Once the club kids get excited about it and after the inevitable loss of cool that follows (”It is tap water you know…”) the label would be changed to say… ‘Tap Water - It’s not tap water’ . At this point it is revealed that it’s actually pure water from an Alaskan iceberg or an Irish mountain spring.
Just as the buzz on this clever marketing concept dies down, a new phrase is added… ‘Tap Water - It’s not tap water… or is it?’ Somebody points out that there are no Alaskan icebergs left, and there are no mountains in Ireland.
Confusion reigns…. but the water keeps flowing.
Filed under Food and Drink

Are you guilty of making alcohol-fueled late night phone calls to members of the opposite or same sex? Do you lose all sense of reason when inebriated? Are you a paid up member of the “liquid courage” club? Do you feel the need to make amorous propositions from your cellphone to people you previously found unattractive whenever you get loaded?
If you are familiar with any of the preceding questions then you need the life changing Mobile Phone Breathalyser!
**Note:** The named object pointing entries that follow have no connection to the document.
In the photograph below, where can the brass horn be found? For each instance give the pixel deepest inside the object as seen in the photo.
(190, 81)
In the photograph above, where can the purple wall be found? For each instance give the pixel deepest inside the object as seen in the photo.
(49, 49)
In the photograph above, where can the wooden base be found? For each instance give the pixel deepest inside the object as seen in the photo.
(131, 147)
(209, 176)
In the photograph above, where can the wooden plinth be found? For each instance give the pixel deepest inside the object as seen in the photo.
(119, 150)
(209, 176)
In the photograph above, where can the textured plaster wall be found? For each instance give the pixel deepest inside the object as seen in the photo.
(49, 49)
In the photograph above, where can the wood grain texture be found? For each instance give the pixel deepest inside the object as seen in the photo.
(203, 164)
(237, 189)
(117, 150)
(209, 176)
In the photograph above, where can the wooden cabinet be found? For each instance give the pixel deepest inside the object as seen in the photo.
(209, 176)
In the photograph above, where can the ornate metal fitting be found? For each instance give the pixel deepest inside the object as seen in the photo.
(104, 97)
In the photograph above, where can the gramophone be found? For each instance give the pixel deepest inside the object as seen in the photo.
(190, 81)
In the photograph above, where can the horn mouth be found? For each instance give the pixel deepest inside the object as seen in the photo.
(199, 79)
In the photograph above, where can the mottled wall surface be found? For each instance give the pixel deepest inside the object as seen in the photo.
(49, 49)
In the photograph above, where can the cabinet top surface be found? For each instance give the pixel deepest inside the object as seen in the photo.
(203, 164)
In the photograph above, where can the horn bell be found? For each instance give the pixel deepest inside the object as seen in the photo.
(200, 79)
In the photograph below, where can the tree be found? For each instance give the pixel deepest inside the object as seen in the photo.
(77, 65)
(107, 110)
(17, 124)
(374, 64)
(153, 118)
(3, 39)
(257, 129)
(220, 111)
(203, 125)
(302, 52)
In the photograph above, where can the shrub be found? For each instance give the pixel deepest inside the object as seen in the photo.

Just attach our state-of-the-art breathalyser to your phone (special harness included), turn it on and you will never make a drunken phone call again.
If you attempt to make a call on your cell, you will be prompted to blow into the breathalyser. If you blow over the limit, a siren will sound alerting you and everyone in a 1 mile radius that you are shit-faced and are looking for some loving in all the wrong places.
You will of course always be able to place emergency calls to the Police, Emergency Services or Fire Brigade. We do want you to live after all.
New models and styles coming in all the time.
Check out our new in store promotions at our soon to be opened stores.